PROGETTO DI ASSISTENZA DOMICILIARE PER I PAZIENTI EMOPATICI

I pazienti onco-ematologici rappresentano una categoria nell’ambito dei pazienti oncologici per due caratteristiche a loro specifiche, vale a dire la potenziale guaribilità anche di alcune forme diffuse e il fabbisogno di supporto trasfusionale elevato che caratterizza alcuni periodi della malattia: cioè in seguito all’insorgere di citopenie (da malattia oppure post-trattamento).

Nei pazienti ematologici un programma di assistenza domiciliare moderno si costruisce nell’ottica di fornire al paziente, in una fase critica della malattia, tutto il supporto necessario senza costringerlo a lasciare il proprio domicilio ed evitando lunghi ricoveri ospedalieri.

Per alcune patologie onco-ematologiche, i linfomi ed i mielomi, non vi è alcun vantaggio a tenere il paziente ricoverato nelle fasi di citopenia indotta da terapie citostatiche, a meno che non vi siano complicanze.

Un’altra peculiarità dell’assistenza domiciliare in campo onco-ematologico è offrire visite mediche domiciliari, supporto trasfusionale, monitoraggio del paziente durante la terapia trasfusionale e provvedere alla pulizia ed al mantenimento dei sistemi venosi centrali.

 

·        FONDAZIONE E STRUTTURE PUBBLICHE

L’assistenza domiciliare al paziente onco-ematologico viene erogata dal personale medico ed infermieristico dell’AIL Biella - Fondazione Clelio Angelino - Onlus in convenzione con l’Azienda Ospedaliera di Biella, un servizio che è possibile fornire proprio grazie a tale stretta collaborazione.

 

·        DESCRIZIONE DEL PROGETTO

La Fondazione effettua nel territorio biellese fin dal 1997 la terapia emotrasfusionale domiciliare sui malati di leucemie, linfomi e patologie correlate, con medici attrezzati e debitamente formati, su richiesta del medico di famiglia sulla base delle condizioni cliniche del paziente.
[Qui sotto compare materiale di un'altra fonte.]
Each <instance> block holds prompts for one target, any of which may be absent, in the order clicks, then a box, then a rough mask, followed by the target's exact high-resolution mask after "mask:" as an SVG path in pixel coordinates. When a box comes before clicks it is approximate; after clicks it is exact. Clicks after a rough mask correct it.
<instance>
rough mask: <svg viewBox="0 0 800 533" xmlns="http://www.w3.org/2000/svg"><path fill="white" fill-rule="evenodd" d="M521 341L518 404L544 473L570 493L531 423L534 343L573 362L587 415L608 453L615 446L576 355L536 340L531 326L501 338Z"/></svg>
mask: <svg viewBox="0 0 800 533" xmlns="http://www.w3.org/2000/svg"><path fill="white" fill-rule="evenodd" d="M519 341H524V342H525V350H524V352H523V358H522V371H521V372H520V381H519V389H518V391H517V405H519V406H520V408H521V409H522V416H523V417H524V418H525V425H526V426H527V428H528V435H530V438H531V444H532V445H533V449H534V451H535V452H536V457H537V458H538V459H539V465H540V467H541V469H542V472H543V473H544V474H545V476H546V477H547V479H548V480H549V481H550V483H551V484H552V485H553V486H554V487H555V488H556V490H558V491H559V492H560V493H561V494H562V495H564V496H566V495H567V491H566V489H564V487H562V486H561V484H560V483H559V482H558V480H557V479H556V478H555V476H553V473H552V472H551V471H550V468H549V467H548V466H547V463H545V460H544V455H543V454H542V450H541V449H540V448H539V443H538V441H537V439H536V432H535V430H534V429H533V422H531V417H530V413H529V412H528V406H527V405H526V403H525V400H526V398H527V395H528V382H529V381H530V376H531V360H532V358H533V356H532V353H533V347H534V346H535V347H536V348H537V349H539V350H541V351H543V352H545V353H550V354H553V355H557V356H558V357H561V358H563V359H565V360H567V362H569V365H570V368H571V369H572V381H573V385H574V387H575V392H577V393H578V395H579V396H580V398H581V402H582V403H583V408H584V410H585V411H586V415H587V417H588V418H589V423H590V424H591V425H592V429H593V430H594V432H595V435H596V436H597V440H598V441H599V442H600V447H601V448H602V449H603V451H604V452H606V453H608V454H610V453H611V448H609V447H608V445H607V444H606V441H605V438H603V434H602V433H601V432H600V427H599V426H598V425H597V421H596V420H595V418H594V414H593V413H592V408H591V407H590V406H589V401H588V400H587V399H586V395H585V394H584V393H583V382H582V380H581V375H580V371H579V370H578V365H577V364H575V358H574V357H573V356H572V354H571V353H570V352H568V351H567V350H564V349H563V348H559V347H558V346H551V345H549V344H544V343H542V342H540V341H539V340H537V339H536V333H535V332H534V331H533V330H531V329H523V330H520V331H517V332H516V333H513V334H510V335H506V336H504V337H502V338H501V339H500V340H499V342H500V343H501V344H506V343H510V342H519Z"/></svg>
L’autorizzazione alla prestazione a domicilio viene effettuata dal Responsabile del Centro Trasfusionale a seguito della compilazione del modulo di richiesta di trasfusione.
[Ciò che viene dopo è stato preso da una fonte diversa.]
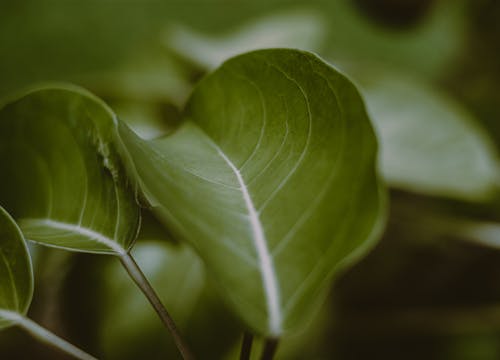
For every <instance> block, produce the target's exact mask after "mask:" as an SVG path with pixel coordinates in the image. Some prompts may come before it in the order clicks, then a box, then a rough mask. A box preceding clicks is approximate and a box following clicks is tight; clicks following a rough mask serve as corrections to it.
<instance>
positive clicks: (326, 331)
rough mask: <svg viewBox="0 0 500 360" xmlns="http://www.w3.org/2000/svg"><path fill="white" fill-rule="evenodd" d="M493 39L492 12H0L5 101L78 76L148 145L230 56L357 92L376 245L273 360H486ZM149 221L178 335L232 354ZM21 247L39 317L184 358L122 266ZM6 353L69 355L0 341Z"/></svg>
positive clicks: (0, 37) (499, 335)
mask: <svg viewBox="0 0 500 360" xmlns="http://www.w3.org/2000/svg"><path fill="white" fill-rule="evenodd" d="M499 39H500V2H498V1H497V0H329V1H328V0H325V1H303V2H298V1H284V0H280V1H278V0H266V1H263V0H253V1H249V0H220V1H208V0H206V1H202V0H196V1H194V0H185V1H173V0H164V1H160V0H144V1H138V0H136V1H132V0H99V1H97V0H86V1H77V0H61V1H57V0H46V1H41V0H18V1H8V0H0V97H1V98H3V97H6V98H8V97H9V96H10V95H11V94H13V93H16V92H18V91H21V90H22V89H23V88H24V87H27V86H30V85H32V84H35V83H40V82H54V81H55V82H59V81H70V82H73V83H76V84H79V85H81V86H84V87H86V88H88V89H89V90H90V91H92V92H94V93H95V94H97V95H98V96H100V97H102V98H103V99H104V100H105V101H107V102H108V103H109V104H110V105H111V106H112V107H113V109H115V110H116V111H117V113H118V114H119V116H120V117H121V118H122V119H123V120H125V121H127V122H128V123H129V124H130V125H131V126H132V127H133V128H135V130H136V131H138V132H139V133H141V134H142V135H143V136H144V137H150V138H151V137H155V136H159V135H161V134H165V133H168V132H169V131H172V129H174V128H175V125H176V123H177V122H178V121H179V111H180V109H182V106H183V103H184V101H185V100H186V98H187V96H188V95H189V93H190V91H191V89H192V88H193V86H194V85H195V84H196V82H197V81H198V80H199V79H200V78H201V77H202V76H203V75H204V74H205V73H206V72H208V71H210V70H211V69H213V68H215V67H216V66H218V65H219V64H220V63H221V62H222V61H224V60H225V59H227V58H228V57H231V56H232V55H236V54H238V53H241V52H244V51H247V50H251V49H257V48H263V47H293V48H300V49H304V50H309V51H313V52H316V53H317V54H319V55H320V56H321V57H322V58H323V59H324V60H325V61H328V62H330V63H331V64H332V65H334V66H336V67H337V68H339V69H341V70H342V71H344V72H345V73H346V74H347V75H348V76H350V77H351V78H352V79H353V81H355V82H356V83H357V84H358V86H359V87H360V89H361V92H362V93H363V95H364V96H365V99H366V102H367V105H368V110H369V112H370V114H371V115H372V119H373V121H374V125H375V127H376V129H377V132H378V134H379V137H380V143H381V149H382V151H381V172H382V174H383V176H384V177H385V178H386V180H387V181H388V183H389V185H390V187H391V194H390V203H391V210H390V216H389V222H388V227H387V231H386V233H385V235H384V237H383V239H382V240H381V242H380V243H379V245H378V246H377V247H376V248H375V250H374V251H373V252H372V253H371V254H369V255H368V256H367V257H366V258H365V259H364V260H363V261H362V262H360V263H359V264H357V265H356V266H354V267H352V268H351V269H349V270H348V271H346V272H344V273H343V274H341V275H339V276H338V279H337V280H336V282H335V284H333V286H332V291H331V296H330V298H329V300H328V302H327V303H326V304H325V305H324V307H323V309H322V310H321V312H320V313H319V314H318V315H317V317H316V318H315V319H312V320H311V324H310V325H309V326H308V327H306V328H304V330H303V332H302V333H300V334H297V335H295V336H293V337H291V338H290V339H286V340H284V341H283V343H282V344H281V346H280V349H279V353H278V358H282V359H339V360H340V359H388V360H390V359H445V360H446V359H450V360H483V359H484V360H490V359H491V360H495V359H500V251H499V248H500V192H499V186H498V185H499V184H500V181H499V180H500V177H499V173H500V172H499V171H498V159H497V158H498V155H497V154H498V147H499V144H500V41H499ZM0 176H4V174H0ZM144 217H145V221H144V227H143V231H142V233H141V235H140V239H139V240H138V243H137V246H136V248H135V250H134V251H135V253H134V254H135V256H136V257H137V259H138V262H139V263H140V264H141V265H142V266H143V267H144V269H145V271H146V273H147V274H148V275H149V276H150V278H151V279H152V282H153V284H154V286H155V287H156V288H157V289H158V290H159V292H160V294H161V296H162V298H163V299H164V301H165V303H166V304H167V307H168V308H169V309H170V311H171V312H172V314H173V316H174V318H176V319H177V321H178V323H179V325H180V327H181V329H182V332H183V333H184V334H185V335H186V336H187V338H188V341H189V342H190V343H191V344H192V346H193V348H194V349H195V350H196V352H197V353H198V354H200V355H199V356H200V358H201V359H235V358H237V353H238V347H239V343H240V340H241V333H242V325H241V324H240V323H239V321H238V320H237V319H235V318H234V316H233V315H232V314H231V313H230V312H228V310H227V309H226V308H225V307H224V304H223V302H222V301H221V299H220V298H219V297H218V294H217V293H216V292H215V291H214V289H213V286H212V285H211V283H210V279H209V278H207V277H206V275H205V272H204V269H203V264H202V263H201V262H200V261H199V260H198V258H197V257H196V255H195V254H193V253H192V252H191V250H189V249H188V248H186V247H184V246H182V245H180V244H177V243H176V242H175V241H173V240H171V239H170V238H169V236H168V233H166V232H165V230H164V229H162V228H161V227H160V226H159V225H158V224H157V223H156V221H155V220H154V219H153V218H152V217H151V216H150V214H148V213H146V212H145V213H144ZM31 250H32V254H33V257H34V265H35V276H36V285H35V286H36V288H35V298H34V304H33V306H32V308H31V312H30V316H31V317H32V318H33V319H35V320H37V321H38V322H40V323H41V324H43V325H44V326H46V327H48V328H49V329H51V330H53V331H54V332H55V333H57V334H60V335H62V336H63V337H65V338H67V339H70V340H71V341H72V342H74V343H75V344H78V345H80V346H81V347H82V348H84V349H86V350H88V351H89V352H90V353H93V354H96V355H98V356H99V357H100V358H103V359H152V360H153V359H165V358H168V359H175V358H177V356H178V355H177V354H176V351H175V348H174V346H173V344H172V343H171V341H170V340H169V337H168V336H167V335H166V333H165V331H164V330H163V329H162V326H161V324H160V323H159V321H158V320H157V319H156V318H155V316H154V314H153V312H152V310H150V309H149V306H148V304H147V303H146V300H145V299H143V297H142V295H141V294H140V293H139V291H138V290H137V289H136V288H135V287H134V285H133V284H132V283H130V281H128V279H127V277H126V275H125V273H124V271H123V269H121V268H120V266H119V262H118V261H117V260H116V259H113V258H108V257H103V256H92V255H81V254H71V253H66V252H62V251H58V250H53V249H47V248H41V247H37V246H33V247H32V248H31ZM257 346H259V344H257ZM255 353H258V351H255ZM0 358H1V359H64V358H65V357H64V355H61V354H59V353H57V352H55V351H54V350H52V349H49V348H46V347H45V346H43V345H40V344H38V343H37V342H36V341H34V340H32V339H31V338H30V337H29V336H28V335H26V334H24V333H23V332H21V331H19V330H17V329H9V330H7V331H4V332H2V333H1V334H0Z"/></svg>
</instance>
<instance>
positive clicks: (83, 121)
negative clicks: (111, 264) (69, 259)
mask: <svg viewBox="0 0 500 360" xmlns="http://www.w3.org/2000/svg"><path fill="white" fill-rule="evenodd" d="M116 129H117V119H116V118H115V116H114V115H113V113H112V112H111V111H110V110H109V109H108V108H107V107H106V105H104V103H102V102H101V101H100V100H98V99H97V98H95V97H93V96H92V95H90V94H88V93H86V92H85V91H83V90H80V89H76V88H62V87H61V88H53V89H48V88H47V89H39V90H34V91H31V92H29V93H28V94H26V95H24V96H23V97H21V98H18V99H16V100H14V101H11V102H10V103H8V104H7V105H5V106H4V107H3V108H2V109H1V110H0V173H1V174H2V177H1V179H0V204H1V205H3V206H4V207H5V208H6V209H8V211H9V212H10V213H11V214H12V215H13V217H14V218H15V219H16V220H17V222H18V223H19V226H20V227H21V229H22V231H23V233H24V235H25V237H26V238H27V239H29V240H32V241H36V242H40V243H43V244H45V245H50V246H56V247H60V248H65V249H70V250H75V251H85V252H94V253H111V254H117V253H123V252H125V251H127V250H128V249H129V248H130V246H131V245H132V242H133V241H134V240H135V237H136V234H137V229H138V226H139V220H140V213H139V208H138V206H137V204H136V201H135V197H134V196H135V192H134V189H133V188H132V186H131V185H130V183H129V181H128V180H127V177H126V176H125V175H124V165H123V162H122V160H121V155H120V152H121V151H122V150H121V149H120V146H121V145H120V141H119V139H118V135H117V130H116Z"/></svg>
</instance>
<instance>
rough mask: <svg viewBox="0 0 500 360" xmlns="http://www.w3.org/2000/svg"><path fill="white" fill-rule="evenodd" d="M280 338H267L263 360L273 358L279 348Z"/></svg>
mask: <svg viewBox="0 0 500 360" xmlns="http://www.w3.org/2000/svg"><path fill="white" fill-rule="evenodd" d="M278 343H279V339H277V338H267V339H266V343H265V344H264V350H263V351H262V356H261V358H260V359H261V360H272V359H273V358H274V355H275V354H276V350H278Z"/></svg>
Il Medico Trasfusore provvede ad eseguire il prelievo di sangue per la determinazione del gruppo e per le prove crociate.

Esegue tutte le manualità inerenti alla trasfusione e deve essere presente per tutto il tempo necessario al completamento della procedura e interviene in caso di reazione trasfusionale o di altre complicanze.

Certifica inoltre il corretto svolgimento della pratica terapeutica compilando il modulo di avvenuta trasfusione.

Presso il domicilio di ciascun paziente sarà disponibile la cartella trasfusionale aggiornata ad ogni visita medica ed eventualmente infermieristica contenente i dati clinici dei pazienti in carico al Servizio.

La Fondazione si impegna a tenere riservate tutte le informazioni e notizie concernenti le persone alle quali viene prestato il Servizio di Assistenza Domiciliare e ad acquisire, ai fini clinici, scientifici e amministrativi, il consenso al trattamento dei dati sensibili.

L’ASL BI si impegna a fornire tutta la strumentazione necessaria alla trasfusione domiciliare e i farmaci necessari per fronteggiare eventuali emergenze trasfusionali.

L’ Azienda Sanitaria autorizza i Medici della Fondazione impiegati nel Servizio in oggetto ad avere accesso alle strutture sanitarie dell’Ospedale, osservando le procedure vigenti in materia di volontariato.

La Fondazione si impegna a garantire la formazione dei Medici addetti al servizio.

ASSISTENZA DOMICILIARE

Obiettivo del progetto, fornire ai pazienti affetti da leucemie o linfomi, in alcune fasi della loro malattia, l’assistenza necessaria senza costringerli a lasciare il proprio domicilio evitando così attese e lunghe degenze. L'ambiente protetto come la propria casa e l'intensa terapia di supporto prevalentemente di tipo trasfusionale, consentono risultati straordinari. Il ricovero ospedaliero resta riservato per le fasi terapeutiche più importanti.